Intellectual Property

There are three basic types of intellectual property: trademarks (indicated by a ™ or ® symbol), copyrights (the ubiquitous ©), and patents (sometimes indicated by text noting that the invention is patent protected or a patent number but often by nothing at all).

Patents are used to declare ownership over inventions only. You cannot patent images, text, or any information itself.

A trademark is a word, phrase, symbol, and/or design that identifies and distinguishes the source of the goods of one party from those of others. A service mark is a word, phrase, symbol, and/or design that identifies and distinguishes the source of a service rather than goods. The term “trademark” is often used to refer to both trademarks and service marks.

Unlike with patents, the ownership of a trademark depends heavily on the context in which it is used. For example, if I wish to publish a blog post with an accompanying picture of the Coca-Cola logo, I could do that, as long as I wasn’t implying that my blog post was sponsored by, or published by, Coca-Cola.

Fair use

Storing or displaying a trademark as a reference to the brand it represents is fine. Using a trademark in a way that might mislead the consumer is not. The concept of “fair use” does not apply to patents, however.

Both trademarks and patents have something in common in that they have to be formally registered in order to be recognized. This is not true with copyrighted material.

The Berne Convention for the Protection of Literary and Artistic Works, Switzerland, is the international standard for copyright. In practice, this means that, as a US citizen, you can be held accountable in the United States for violating the copyright of material written by someone in, say, France (and vice versa).

What makes images, text, music, etc., copyrighted? Every piece of material you create is automatically subject to copyright law as soon as you bring it into existence. Copyright protection extends to creative works only. It does not cover statistics or facts.

Usage

Even copyrighted content can be used directly, within reason, under the Digital Millennium Copyright Act of 1988. The DMCA outlines some rules for the automated handling of copyrighted material, with two main points:

  • Under the safe harbor protection, if you scrape material from a source, you are protected as long as you removed the copyrighted material when notified.
  • You cannot circumvent security measures (such as password protection) in order to gather content.

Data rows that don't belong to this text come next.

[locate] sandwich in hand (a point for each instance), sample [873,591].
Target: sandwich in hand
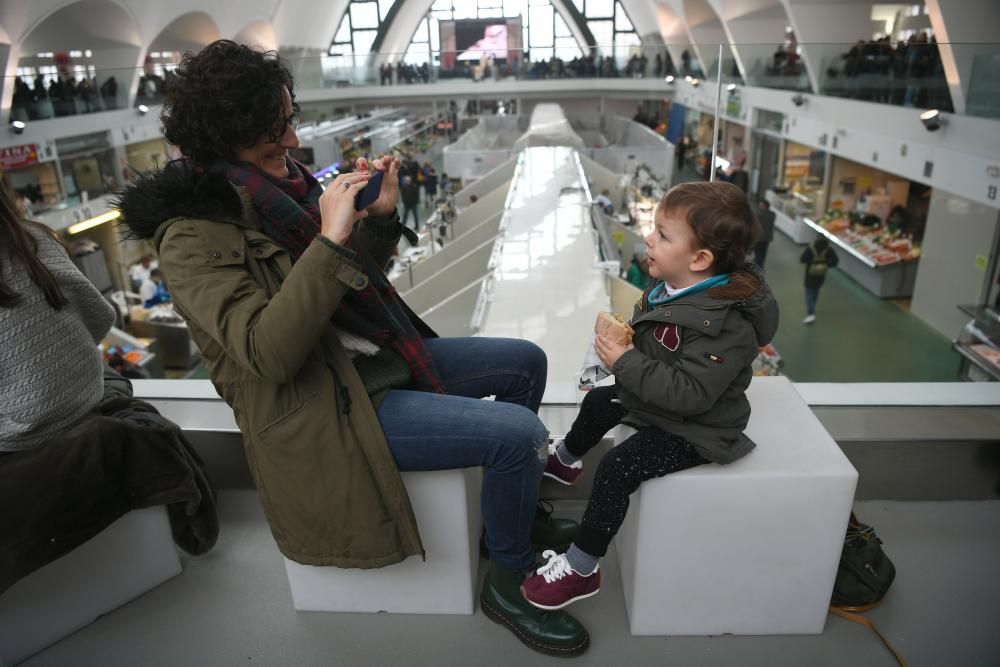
[613,328]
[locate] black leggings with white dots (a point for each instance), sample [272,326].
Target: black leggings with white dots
[647,454]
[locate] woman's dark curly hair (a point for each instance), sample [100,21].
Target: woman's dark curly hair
[224,97]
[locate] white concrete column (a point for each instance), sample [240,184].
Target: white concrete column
[964,30]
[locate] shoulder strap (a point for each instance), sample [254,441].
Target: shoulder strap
[861,620]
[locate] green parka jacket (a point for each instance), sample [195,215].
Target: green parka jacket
[330,488]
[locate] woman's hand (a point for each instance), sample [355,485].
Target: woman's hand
[608,351]
[336,206]
[388,195]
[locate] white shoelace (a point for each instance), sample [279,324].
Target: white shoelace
[557,567]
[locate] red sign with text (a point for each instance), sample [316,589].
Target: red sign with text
[13,157]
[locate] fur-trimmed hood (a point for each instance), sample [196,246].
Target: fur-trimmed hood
[751,296]
[746,292]
[178,191]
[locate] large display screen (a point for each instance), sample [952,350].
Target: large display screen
[470,40]
[475,39]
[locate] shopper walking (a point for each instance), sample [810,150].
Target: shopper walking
[819,258]
[410,194]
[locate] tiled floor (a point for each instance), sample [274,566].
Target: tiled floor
[547,289]
[232,606]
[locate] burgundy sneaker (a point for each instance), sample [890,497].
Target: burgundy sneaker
[559,471]
[556,584]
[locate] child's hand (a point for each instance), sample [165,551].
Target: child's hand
[608,351]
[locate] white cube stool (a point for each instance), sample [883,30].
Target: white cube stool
[749,548]
[131,556]
[446,504]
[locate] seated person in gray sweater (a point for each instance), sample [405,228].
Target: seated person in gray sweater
[51,320]
[681,383]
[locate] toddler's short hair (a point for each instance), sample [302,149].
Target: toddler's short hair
[720,218]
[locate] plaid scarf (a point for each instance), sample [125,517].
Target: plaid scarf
[288,209]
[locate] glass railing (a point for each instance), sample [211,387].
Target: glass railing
[910,74]
[70,184]
[902,75]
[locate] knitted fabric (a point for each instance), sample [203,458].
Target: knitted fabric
[50,366]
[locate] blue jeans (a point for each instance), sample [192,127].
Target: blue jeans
[443,432]
[812,294]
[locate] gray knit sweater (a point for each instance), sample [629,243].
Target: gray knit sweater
[51,371]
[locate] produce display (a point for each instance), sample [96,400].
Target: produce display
[768,362]
[882,245]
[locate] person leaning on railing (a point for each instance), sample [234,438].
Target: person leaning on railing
[335,383]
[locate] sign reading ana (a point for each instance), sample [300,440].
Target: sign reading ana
[13,157]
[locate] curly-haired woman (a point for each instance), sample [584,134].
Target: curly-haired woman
[335,383]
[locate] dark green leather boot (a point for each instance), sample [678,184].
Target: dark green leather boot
[550,533]
[554,633]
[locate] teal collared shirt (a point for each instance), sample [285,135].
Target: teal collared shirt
[658,295]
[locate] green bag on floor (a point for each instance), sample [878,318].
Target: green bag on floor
[865,572]
[863,578]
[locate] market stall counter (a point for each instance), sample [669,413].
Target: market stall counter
[885,265]
[787,218]
[979,344]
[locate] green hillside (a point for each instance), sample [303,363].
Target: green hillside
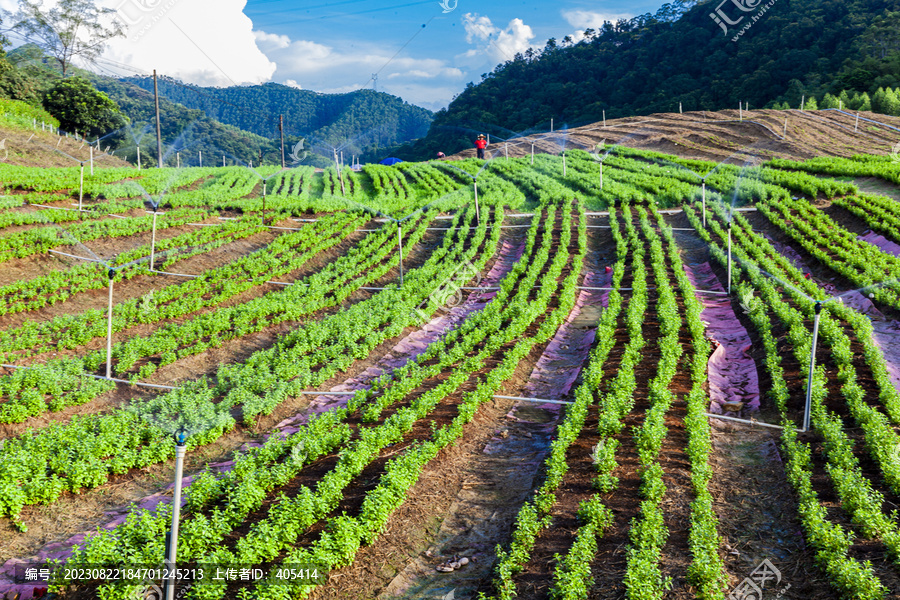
[362,122]
[680,55]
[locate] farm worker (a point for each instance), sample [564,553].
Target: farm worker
[481,144]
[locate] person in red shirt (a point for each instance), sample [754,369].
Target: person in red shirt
[481,144]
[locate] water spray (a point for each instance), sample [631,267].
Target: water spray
[172,554]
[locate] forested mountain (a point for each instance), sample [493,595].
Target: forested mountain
[239,123]
[363,122]
[680,54]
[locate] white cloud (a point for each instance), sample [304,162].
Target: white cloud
[339,69]
[207,42]
[588,19]
[499,44]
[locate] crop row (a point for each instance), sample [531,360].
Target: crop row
[852,578]
[305,357]
[235,490]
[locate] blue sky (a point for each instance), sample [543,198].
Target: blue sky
[335,46]
[434,62]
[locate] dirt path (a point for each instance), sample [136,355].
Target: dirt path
[498,480]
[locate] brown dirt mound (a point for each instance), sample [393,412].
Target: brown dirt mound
[719,135]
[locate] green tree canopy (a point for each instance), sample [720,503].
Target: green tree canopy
[81,108]
[71,29]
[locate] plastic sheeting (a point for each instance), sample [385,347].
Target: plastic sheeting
[732,371]
[880,242]
[560,364]
[404,351]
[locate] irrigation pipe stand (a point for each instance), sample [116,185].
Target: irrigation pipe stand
[807,413]
[729,258]
[180,449]
[703,187]
[153,240]
[111,273]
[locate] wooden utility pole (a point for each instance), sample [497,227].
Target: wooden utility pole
[158,128]
[281,129]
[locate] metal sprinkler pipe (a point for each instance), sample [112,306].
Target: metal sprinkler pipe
[812,367]
[81,187]
[180,450]
[153,240]
[729,257]
[477,212]
[400,238]
[111,273]
[704,202]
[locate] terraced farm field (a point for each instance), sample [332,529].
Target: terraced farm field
[550,390]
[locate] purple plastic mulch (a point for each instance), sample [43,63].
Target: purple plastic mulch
[558,368]
[732,371]
[405,350]
[881,242]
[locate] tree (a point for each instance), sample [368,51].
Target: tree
[81,108]
[844,100]
[72,29]
[829,101]
[891,104]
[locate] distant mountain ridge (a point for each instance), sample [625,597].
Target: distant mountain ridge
[680,57]
[363,122]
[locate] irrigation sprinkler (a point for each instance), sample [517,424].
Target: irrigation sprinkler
[729,255]
[400,247]
[477,211]
[153,240]
[81,187]
[172,553]
[812,367]
[111,273]
[703,188]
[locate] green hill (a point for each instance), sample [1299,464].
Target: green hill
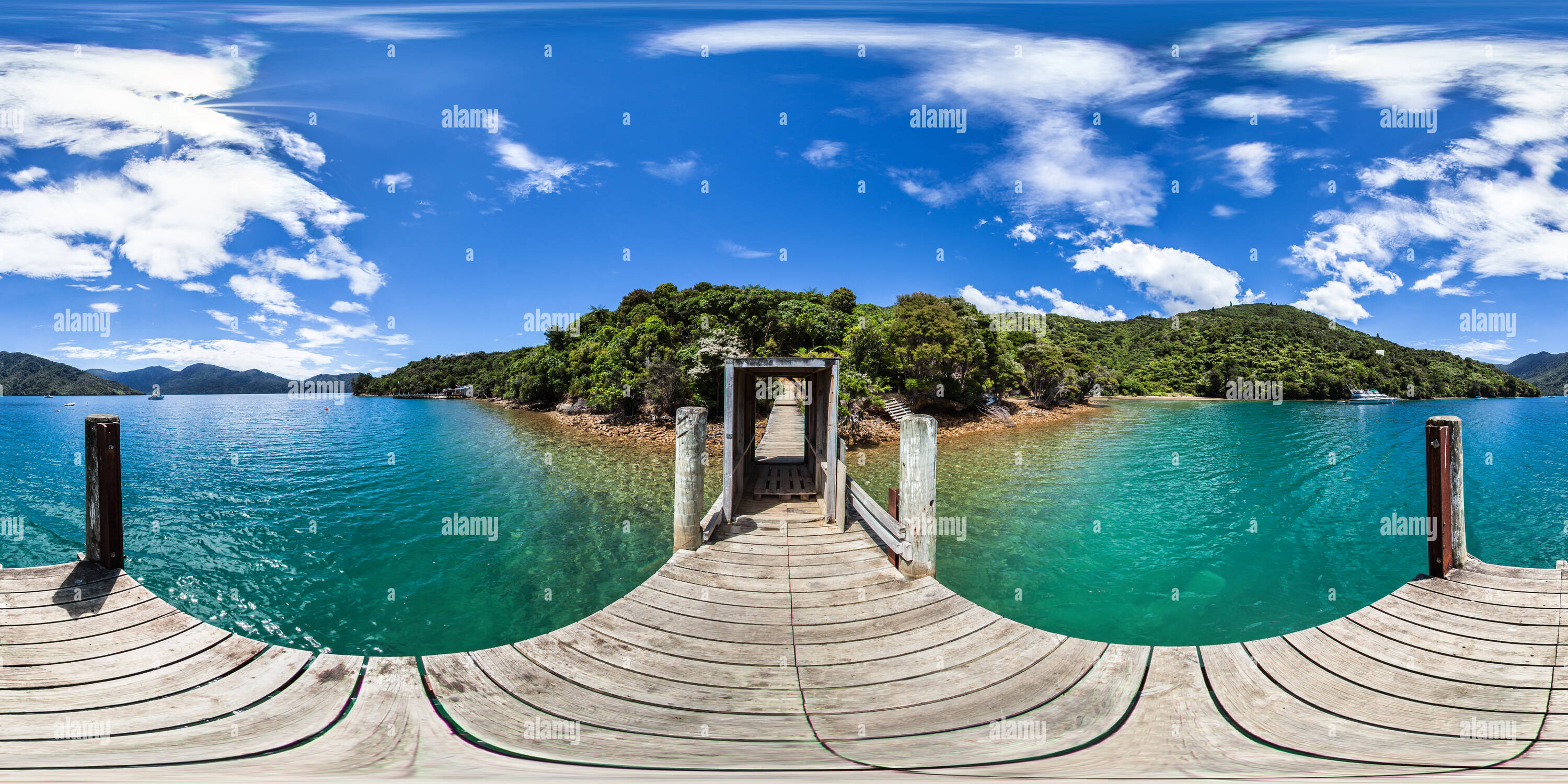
[665,349]
[1542,369]
[1315,358]
[33,375]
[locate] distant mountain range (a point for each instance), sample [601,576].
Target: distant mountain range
[33,375]
[212,380]
[1542,369]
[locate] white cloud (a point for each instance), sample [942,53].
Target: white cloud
[1060,305]
[1437,283]
[266,294]
[273,327]
[27,176]
[173,215]
[1250,167]
[741,251]
[1045,98]
[678,170]
[300,148]
[402,181]
[1490,204]
[350,308]
[541,173]
[1175,280]
[229,322]
[824,154]
[1024,233]
[335,333]
[270,356]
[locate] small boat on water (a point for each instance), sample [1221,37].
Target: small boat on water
[1369,396]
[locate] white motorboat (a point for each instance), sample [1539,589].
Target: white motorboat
[1369,396]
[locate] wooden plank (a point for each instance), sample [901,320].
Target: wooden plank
[946,681]
[1086,712]
[1015,695]
[88,626]
[117,642]
[154,656]
[1267,712]
[656,639]
[1332,692]
[179,676]
[606,678]
[1479,610]
[1429,637]
[673,667]
[303,709]
[1393,651]
[1409,684]
[498,719]
[1463,625]
[251,683]
[545,690]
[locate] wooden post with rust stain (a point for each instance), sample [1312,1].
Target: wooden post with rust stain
[690,463]
[1445,496]
[106,531]
[918,494]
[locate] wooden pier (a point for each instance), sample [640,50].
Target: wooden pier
[791,643]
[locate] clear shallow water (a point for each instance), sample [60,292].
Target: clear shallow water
[1032,499]
[220,493]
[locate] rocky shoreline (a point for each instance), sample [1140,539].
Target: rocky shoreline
[875,429]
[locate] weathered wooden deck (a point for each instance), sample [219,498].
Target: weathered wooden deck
[785,645]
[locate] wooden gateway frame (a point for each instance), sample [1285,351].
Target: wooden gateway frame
[744,388]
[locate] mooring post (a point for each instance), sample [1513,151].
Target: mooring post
[1445,494]
[918,494]
[106,541]
[690,452]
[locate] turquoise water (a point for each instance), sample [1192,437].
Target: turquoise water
[1177,562]
[222,493]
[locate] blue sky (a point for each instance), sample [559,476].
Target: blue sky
[272,186]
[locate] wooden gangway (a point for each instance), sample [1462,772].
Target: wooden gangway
[789,645]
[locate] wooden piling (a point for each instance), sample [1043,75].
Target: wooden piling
[1445,494]
[106,531]
[918,493]
[690,447]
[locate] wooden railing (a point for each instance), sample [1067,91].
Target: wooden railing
[883,526]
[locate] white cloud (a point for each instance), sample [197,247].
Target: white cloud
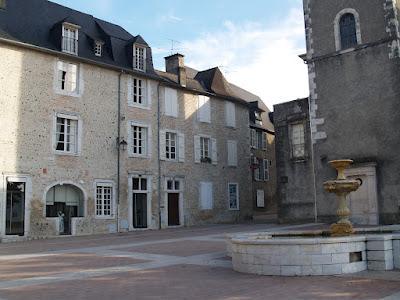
[262,60]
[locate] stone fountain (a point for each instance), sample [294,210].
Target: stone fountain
[342,186]
[340,250]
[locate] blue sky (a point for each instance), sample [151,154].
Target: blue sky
[255,42]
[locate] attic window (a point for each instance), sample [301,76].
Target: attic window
[139,58]
[98,48]
[70,38]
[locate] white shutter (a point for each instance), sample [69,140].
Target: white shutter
[130,90]
[260,198]
[204,110]
[171,102]
[230,114]
[264,140]
[181,147]
[214,154]
[162,145]
[232,153]
[197,149]
[206,195]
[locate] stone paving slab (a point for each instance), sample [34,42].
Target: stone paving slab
[58,264]
[182,248]
[197,282]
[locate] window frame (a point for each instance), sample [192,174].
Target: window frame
[237,196]
[136,58]
[68,27]
[105,184]
[147,139]
[73,117]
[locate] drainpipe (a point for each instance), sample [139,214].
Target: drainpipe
[119,151]
[159,156]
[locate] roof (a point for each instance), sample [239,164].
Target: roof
[36,22]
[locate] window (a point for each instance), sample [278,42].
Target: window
[70,39]
[139,140]
[206,195]
[137,92]
[257,117]
[205,149]
[98,48]
[203,109]
[297,140]
[232,153]
[348,32]
[253,138]
[233,196]
[67,78]
[171,103]
[230,114]
[66,135]
[104,199]
[139,58]
[172,146]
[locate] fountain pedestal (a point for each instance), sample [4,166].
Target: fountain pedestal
[341,187]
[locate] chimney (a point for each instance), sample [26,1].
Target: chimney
[175,64]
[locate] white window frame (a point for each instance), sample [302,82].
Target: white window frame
[136,58]
[204,109]
[237,196]
[206,204]
[98,48]
[232,157]
[171,106]
[104,184]
[67,28]
[230,114]
[78,133]
[144,93]
[147,139]
[336,22]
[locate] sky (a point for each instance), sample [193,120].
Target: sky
[256,43]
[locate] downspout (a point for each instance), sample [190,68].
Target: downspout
[159,156]
[119,152]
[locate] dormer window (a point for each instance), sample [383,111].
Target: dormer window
[98,48]
[70,38]
[139,58]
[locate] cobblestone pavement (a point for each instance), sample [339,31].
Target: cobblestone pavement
[185,263]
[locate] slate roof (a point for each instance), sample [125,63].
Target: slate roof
[38,23]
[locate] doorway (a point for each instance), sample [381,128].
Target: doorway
[15,208]
[173,209]
[140,202]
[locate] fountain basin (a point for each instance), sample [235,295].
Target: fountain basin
[310,254]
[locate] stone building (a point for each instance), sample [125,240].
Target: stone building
[353,63]
[93,139]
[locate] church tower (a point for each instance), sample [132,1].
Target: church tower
[353,50]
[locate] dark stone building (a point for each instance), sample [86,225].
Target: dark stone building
[353,61]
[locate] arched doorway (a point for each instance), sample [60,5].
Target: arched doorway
[65,202]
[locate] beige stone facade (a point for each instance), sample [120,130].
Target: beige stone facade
[29,105]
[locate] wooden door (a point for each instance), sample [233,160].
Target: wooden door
[173,209]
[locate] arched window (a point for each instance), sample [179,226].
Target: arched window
[348,31]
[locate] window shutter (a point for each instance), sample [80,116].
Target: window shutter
[181,144]
[232,153]
[260,198]
[230,114]
[130,90]
[162,145]
[196,149]
[264,141]
[214,155]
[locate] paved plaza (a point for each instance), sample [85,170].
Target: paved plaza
[184,263]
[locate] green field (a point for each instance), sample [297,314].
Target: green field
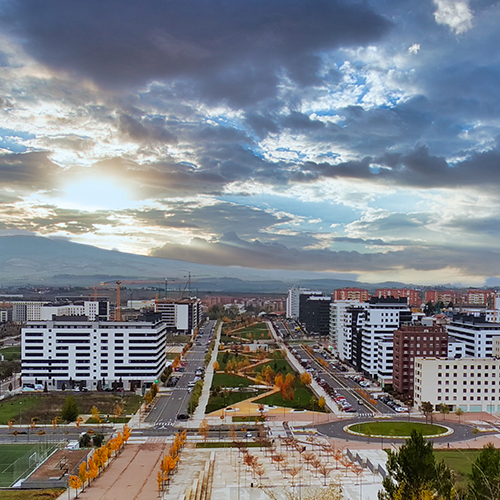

In short, you should never directly publish copyrighted material without permission from the original author or copyright holder. If you are storing copyrighted material that you have free access to in your own nonpublic database for the purposes of analysis, that is fine. If you are publishing that database to your website for viewing or download, that is not fine. If you are analyzing that database and publishing statistics about word counts, a list of authors by prolificacy, or some other meta-analysis of the data, that is fine. If you are accompanying that meta-analysis with a few select quotes, or brief samples of data to make your point, that is likely also fine, but you might want to examine the fair-use clause in the US Code to make sure.